A bicycle racer sprints near the end of a race to clinch a victory. The racer ha

Question

A bicycle racer sprints near the end of a race to clinch a victory. The racer has an initial velocity of 10.5 m/s and accelerates at the rate of 0.510 m/s2 for 6.09 s. What is his final velocity?

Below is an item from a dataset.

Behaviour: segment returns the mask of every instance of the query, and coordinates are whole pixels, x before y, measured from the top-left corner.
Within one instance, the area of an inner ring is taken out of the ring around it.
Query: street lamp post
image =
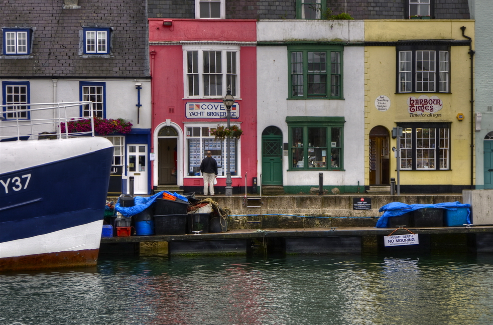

The racer continues at this velocity to the finish line. If he was 239 m from the finish line when he started to accelerate, how much time did he save by accelerating?

One other racer was 4.10 m ahead when the winner started to accelerate, but he was unable to accelerate, and traveled at a constant speed of 12.1 m/s until the finish line. How far behind (in meters) is he from the winner when the winner crosses the finish line?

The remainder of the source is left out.